Williams called Gregg Popovoch a “fine coach,” but added, “he was not a genius until those two guys came along.”

“For 20 years, San Antonio has ridden the Robinson/Duncan thing based on the excitement and the adventure of winning those lotteries when they had two great big men coming along,” Williams said. “And you can’t always make that call. Many years you win it and there’s not a dominant player.”

Michael Olowokandi. Kwame Brown. The list goes on.

“There have been some picks that just didn’t get it done for you,” Williams said.

But not for San Antonio.

“Gregg Popovich goes to the Hall of Fame because two ping-pong balls bounced the right way in the right year,” Williams observed.

Looking at this year’s lottery, the Magic did okay for themselves, collecting picks 4 and 12. Williams predicts that Cleveland, which had just a 1.7 percent chance of getting the first overall pick, will take Joel Embiid, with Milwaukee taking Jabari Parker second. He also thinks that Philadelphia will take Andrew Wiggins third and pair him in the backcourt with Michael Carter-Williams “for the next decade or so.”

“That’ll be a handful,” Williams said.

Orlando has always made great use of the first overall pick, which it has had three times. The Magic took Shaquille O’Neal in 1992, Chris Webber in 1993 and Dwight Howard in 2004. Webber was immediately sent to Golden State for Penny Hardaway.

“Our fans were ballistically angry,” Williams recalled.

Williams said that the Magic had decided to take Webber but received a phone call from Hardaway the day before the draft. “I get the feeling you’re not going to take me, but you should,” Williams remembered Hardaway saying. “I will do whatever you want to be your pick.”

So Hardaway flew to Orlando and worked out for the Magic. He hit a game-winning three in a scrimmage and looked at Williams and others as if to say, Is there anything else you’d like to see?

Orlando, however, took Webber – and promptly traded him for Hardaway and three future first-round picks.

Not too shabby.

Williams, 74, was also asked about his relationship with Donald Sterling.

“From the beginning, Donald has been a handful – just the way he’s handled himself, the way he’s run his club,” Williams said. “Don’t lose sight of the fact that for decades, the Clippers were just inept – seemingly with no plan. They just were inept. They never could get over that. And in the process, Donald could be just so cruel to people.”

Williams stands by Adam Silver’s decision to fine Sterling and try to force him to sell his franchise.
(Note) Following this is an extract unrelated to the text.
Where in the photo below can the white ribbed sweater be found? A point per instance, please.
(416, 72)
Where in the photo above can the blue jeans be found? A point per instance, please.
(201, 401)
“Adam Silver had no choice,” Williams said. “First of all, his players were absolutely going to rebel. Everybody in America was stunned and shocked. The organization was traumatized. And in a league that’s 80 percent African-American, you just can’t stand for that.”

Williams saw Silver at the draft lottery Tuesday and told him he’s doing a remarkable job. Silver said thank you.

“He stepped in here as a leader very early with some very bold decisions that he’s had to make,” Williams said. “And he’s holding firm here.”